Pensions Help Stabilize The Economy

Conducted on a biennial basis, the Pensionomics analysis released in 2023 was particularly insightful given that it calculated the economic impact of pension spending at the start of the global pandemic. Both the U.S. and global economies suffered unprecedented, abrupt, and devastating impacts from the COVID-19 outbreak, and pension income was crucial for millions of Americans.

Retirees with pensions knew that their retirement income was stable and secure, despite severe economic instability. Pensioners could continue spending at normal rates, which supported millions of jobs across the nation during a time of massive layoffs. In contrast, many retirees relying on individual savings in 401(k) accounts during the height of the pandemic were fearful to spend their savings as markets plummeted, which adds volatility to the economy. And throughout the crisis, pensions remained a stable source of revenue for governments, which were starved for revenue in the early days of the pandemic.

Pension funds also continued investing for the long-term throughout the market crash. In contrast, individual investors with 401(k) accounts often panic-sell during a market crash and are late to get back in, which locks in their losses.

Pensionomics Is Important for Rural Communities

Today, national economic trends coupled with population declines have had a devastating impact on many small towns and rural areas across America. Often, the largest employer in smaller towns is a public entity like a school system or municipality that employs teachers, nurses, firefighters, and public safety officials. These public workers spend their career serving their local communities at a time when a growing number of young workers are leaving their hometowns for job opportunities in urban areas.

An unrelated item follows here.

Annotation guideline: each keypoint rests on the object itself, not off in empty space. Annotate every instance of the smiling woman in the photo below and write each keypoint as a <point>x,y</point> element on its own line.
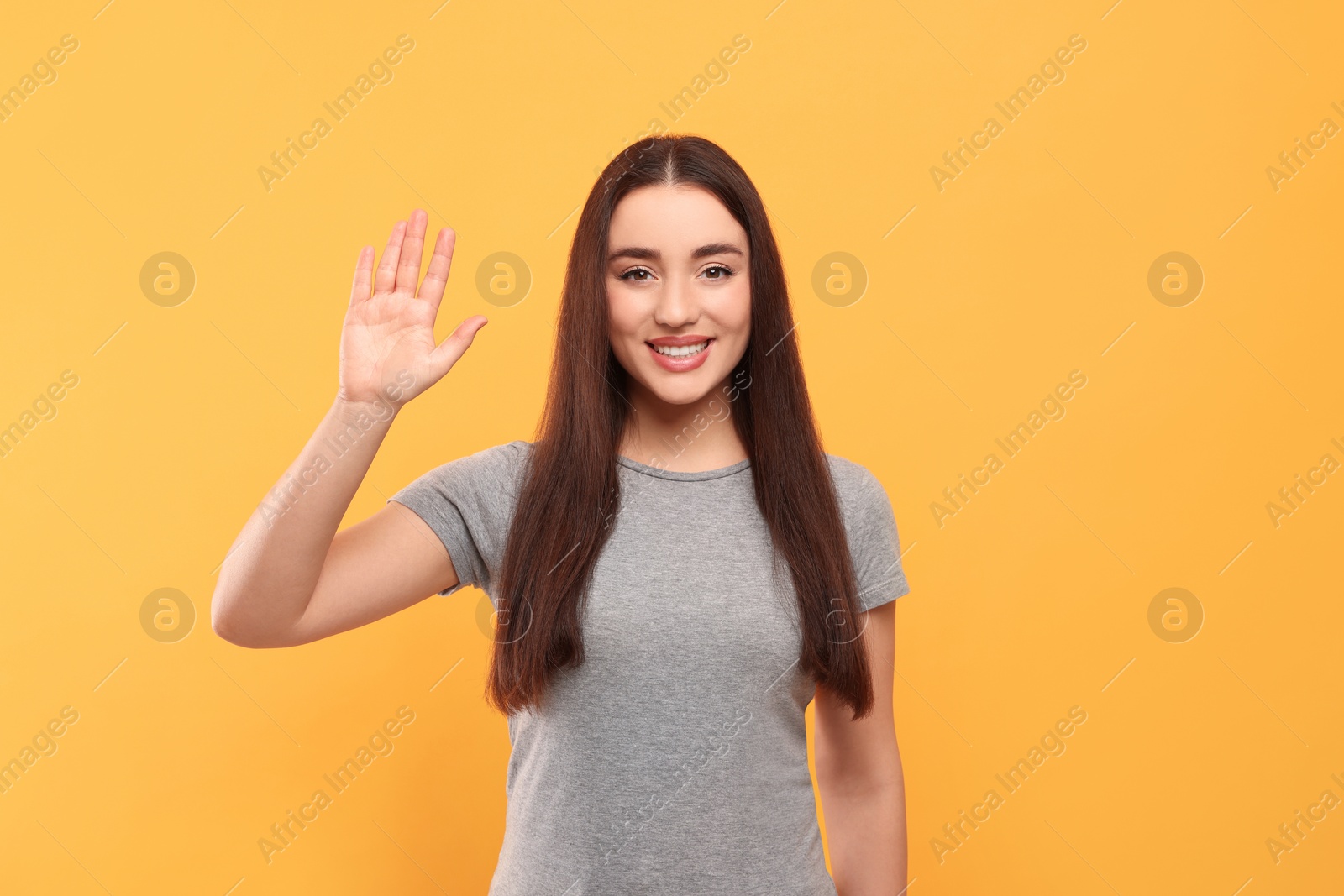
<point>647,609</point>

Eventually public employees in rural and smaller communities retire, and they often stay put in their hometown. These retirees then spend their pension income in their towns, serving as a stable source of economic activity in smaller communities. In 2018, the Fortifying Main Street study calculated that public pension benefit dollars represented between one and three percent of gross domestic product (GDP) on average in the 2,922 counties in the 43 states studied.

For all counties in the study, pension benefit dollars represent an average of 1.25 percent of total personal income, while some counties experience more than six percent of total personal income derived from pension dollars. The analysis also found that less populated counties with smaller economies experience a greater relative economic benefit from the flow of public pension benefit dollars into the county as compared to more populated, urban counties.

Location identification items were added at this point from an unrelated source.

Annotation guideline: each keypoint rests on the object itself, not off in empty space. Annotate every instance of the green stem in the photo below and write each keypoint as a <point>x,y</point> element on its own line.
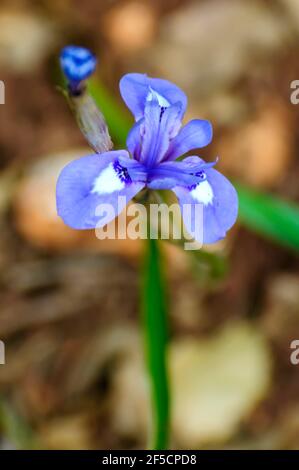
<point>156,335</point>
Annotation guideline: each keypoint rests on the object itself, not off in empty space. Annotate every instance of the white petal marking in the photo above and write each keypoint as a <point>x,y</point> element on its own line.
<point>203,193</point>
<point>163,102</point>
<point>107,182</point>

In short, the analysis clearly indicates that pension spending provides a substantial economic impact on struggling small towns and rural communities across the nation. In contrast, much of the economic impact of concerts like The Eras Tour is concentrated in large urban areas with stadiums and bustling economies.

Will Swiftonomics And Pensionomics Exceed Our Wildest Dreams?

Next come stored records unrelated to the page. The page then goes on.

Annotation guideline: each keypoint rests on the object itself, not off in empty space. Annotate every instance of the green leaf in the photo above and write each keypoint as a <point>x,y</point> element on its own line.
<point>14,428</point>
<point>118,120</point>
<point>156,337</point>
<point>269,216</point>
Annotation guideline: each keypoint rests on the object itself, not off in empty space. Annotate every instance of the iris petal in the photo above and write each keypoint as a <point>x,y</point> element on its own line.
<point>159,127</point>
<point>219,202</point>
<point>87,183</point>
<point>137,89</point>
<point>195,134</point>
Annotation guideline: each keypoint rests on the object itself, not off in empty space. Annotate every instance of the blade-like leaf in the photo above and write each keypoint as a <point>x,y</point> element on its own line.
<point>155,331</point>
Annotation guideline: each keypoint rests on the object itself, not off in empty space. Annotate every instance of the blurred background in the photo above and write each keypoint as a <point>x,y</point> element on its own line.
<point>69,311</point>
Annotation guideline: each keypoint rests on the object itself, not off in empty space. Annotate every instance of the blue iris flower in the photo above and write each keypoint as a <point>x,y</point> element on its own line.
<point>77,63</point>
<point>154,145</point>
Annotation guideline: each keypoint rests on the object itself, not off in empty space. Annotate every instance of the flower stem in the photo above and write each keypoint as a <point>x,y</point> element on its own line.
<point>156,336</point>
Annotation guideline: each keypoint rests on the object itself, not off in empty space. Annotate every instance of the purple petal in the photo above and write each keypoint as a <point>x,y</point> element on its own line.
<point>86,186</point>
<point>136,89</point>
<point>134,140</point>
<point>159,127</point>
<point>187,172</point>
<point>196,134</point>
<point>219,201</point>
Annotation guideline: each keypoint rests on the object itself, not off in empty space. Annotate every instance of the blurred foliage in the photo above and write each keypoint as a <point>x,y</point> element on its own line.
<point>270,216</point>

A few weeks ago the U.S. Travel Association upped the economic impact predictions, forecasting that the total economic impact of The Eras Tour likely will exceed $10 billion. This total economic impact includes indirect spending as well as spending by those who joined activities during concerts but didn’t attend a show. So, Swiftonomics very well could exceed economists’ wildest dreams.

As for Pensionomics, more and more older Americans are retiring every day. As such, the economic impact of pensions likely will continue to grow. The next iteration of the analysis is due out in January 2025, so stay tuned.

In her song Wildest Dreams, Swift sings, “Nothing lasts forever.” Certainly, The Eras Tour and its economic impact won’t last forever. But the substantial impact of pension spending will last as long as we continue to preserve these important retirement plans.